The world is filled with data, a lot of data — pictures, music, words, spreadsheets, videos; and it doesn’t look like it’s going to slow down any time soon. Machine Learning is about deriving meaning from all of that data.
“Any sufficiently advanced technology is indistinguishable from magic”. — Sir Arthur C Clarke
Personally, I have found machine learning not to be magic, but rather tools and technology one can utilize to answer questions with their data. Over the last few years, I rigorously studied Machine Learning and Behavioral Economics to better understand how we can take consumer behavior data and find meaningful insights form it.
Most people believe customer behavior to be rational, meaning — they explore all the products, learn about them and make informed decision on what to buy. But as we know from experience, we don’t quite behave that way. When we smell the aroma of freshly baked pizza near a shop, we ditch our diet and call it an off day. This action — where we think we will behave one way, but we actually don’t; is called irrational behavior.
My question as a data scientist was — Is this irrational behavior predictable? Can we teach machines to understand it? And can we use machine learning to predict such behavior? I didn’t know it then, but the answers to these questions were buried deep inside an idea I had stumbled upon during the Summer of 2018. It was about to change everything.
Summer of 2018, I moved to San Francisco in an AirBNB house with 10 other people (who eventually became great friends). I took a job at a software company where I headed the their data science initiatives and helped them crunch industry wide numbers that went on to be picked up by NYTimes, TechCrunch and many more.

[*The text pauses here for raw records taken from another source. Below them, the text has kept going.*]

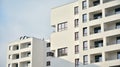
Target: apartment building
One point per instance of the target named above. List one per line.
(86, 34)
(28, 52)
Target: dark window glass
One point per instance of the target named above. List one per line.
(84, 5)
(85, 46)
(118, 25)
(76, 36)
(98, 15)
(76, 11)
(118, 40)
(97, 30)
(85, 31)
(48, 63)
(85, 59)
(84, 16)
(50, 54)
(62, 52)
(76, 49)
(62, 26)
(98, 43)
(77, 62)
(118, 55)
(117, 10)
(76, 22)
(97, 2)
(48, 44)
(98, 58)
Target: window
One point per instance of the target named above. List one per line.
(48, 63)
(50, 54)
(77, 62)
(97, 29)
(85, 46)
(76, 10)
(17, 56)
(118, 40)
(84, 16)
(62, 26)
(76, 22)
(117, 10)
(9, 57)
(98, 43)
(62, 52)
(85, 31)
(76, 49)
(48, 44)
(9, 47)
(118, 55)
(98, 58)
(85, 59)
(84, 4)
(98, 16)
(9, 65)
(16, 65)
(118, 25)
(76, 36)
(97, 2)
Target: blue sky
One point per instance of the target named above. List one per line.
(24, 17)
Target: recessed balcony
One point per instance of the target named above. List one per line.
(25, 54)
(112, 55)
(112, 10)
(113, 40)
(15, 65)
(25, 45)
(96, 43)
(25, 64)
(94, 3)
(112, 25)
(94, 58)
(106, 1)
(95, 15)
(15, 56)
(95, 29)
(16, 47)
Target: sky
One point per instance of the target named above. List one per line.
(24, 17)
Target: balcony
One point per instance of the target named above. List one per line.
(95, 29)
(50, 54)
(112, 55)
(95, 15)
(112, 10)
(25, 64)
(25, 45)
(96, 43)
(25, 54)
(94, 3)
(106, 1)
(112, 40)
(112, 25)
(15, 56)
(16, 47)
(15, 65)
(94, 58)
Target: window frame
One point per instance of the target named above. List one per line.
(76, 49)
(85, 45)
(85, 59)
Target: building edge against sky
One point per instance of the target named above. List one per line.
(83, 37)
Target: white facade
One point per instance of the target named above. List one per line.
(30, 52)
(87, 31)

Because of the nature of their product, almost all developers in the company were Web Engineers and had solid expertise in building web based cloud systems. However, as a data science engineer I was the only one with background in statistics and machine learning. I was assigned to work on a project that could predict market trends for the company, but eventually I ended up drifting away as a product manager, one day, asked me if I could help him understand which customers are at the risk of switching to a competitor product.

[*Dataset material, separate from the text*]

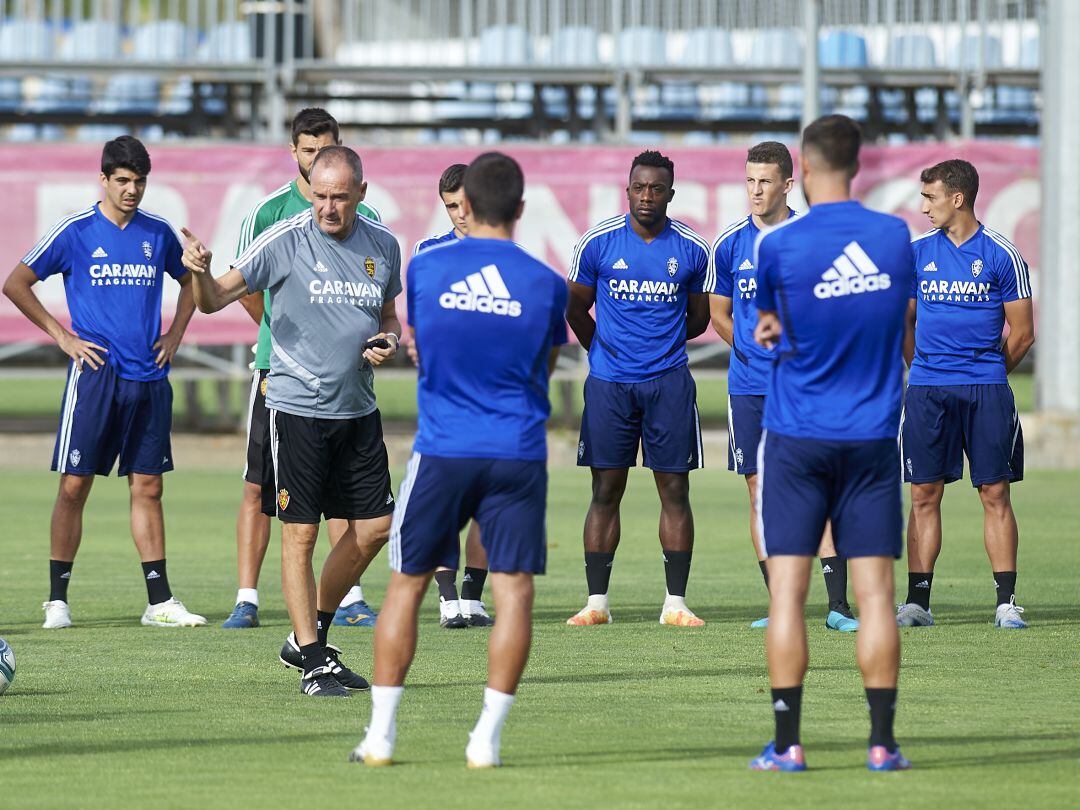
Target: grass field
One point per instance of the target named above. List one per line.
(632, 715)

This was an intriguing question, I decided to pause my work and help him out. As I did, I started to realize that this simple question required complex data crawling, cleaning, feature engineering and architecting a machine learning algorithm that would classify if the users are at risk of leaving or not.
Finally, after 2 solid weeks, we had a list of at-risk users with 78% accuracy. This was very exciting, but at days passed by I started to get more requests from other product managers to help them answer more questions — Why are users churning? Is there a chance they will come back? What is common between our best users?
These were great questions but I only had limited bandwidth to help all of them out. As a result, I started to go through different existing solutions that they could use to get their answers without my assistance.
As I did, I started to find that almost all solutions required them to have a background in data science or machine learning to be able to answer these questions. Other solutions that were less tech heavy, required writing complex SQL queries to wrangle data which too was a tough job for most non-technicals. Moreover, all tools had a technical and complex UI that in itself was hard to decode. With this, something slowly began to dawn on me —
All customer behavior questions were being asked by non-technical people, but all the tools to answer those questions were made for technical people!
Because of this they always needed someone like me, who has a background in data science, in the loop. What if we didn’t have to be in the loop?
With this market insight, I turned to my roommate and college friend Tapojit.
And together we decided to create a quick and dirty prototype of our idea — a tool that allows simple drag and drop interface to predict customer behavior. Users can run complex predictive analytics tasks by simply asking a question in plain English: “Which customers are likely to buy again next week?”. By this time, we had quit our jobs and didn’t have money to pay for our AirBNB rent.
We requested our AirBNB host to let us stay and she gave us access to her entire garage in the basement.
Finally after months of living in the basement and eating ramen noodles, we created the most simple and efficient way to run data science for non-technical users. We call this tool Obviously AI, and here it is:
Not only was this 100x simpler but also revolutionized the entire machine learning workflow to something as simple as shown below.
Today, we have moved out from the garage and run our operations from Berkeley. Our company is still relatively young but we are on a mission to create machine learning easy to use for non-technical people. And we’re starting with non-technical product and growth managers at high-growth businesses that want to leverage their existing customer data to transform their business and change how they make data-driven decisions.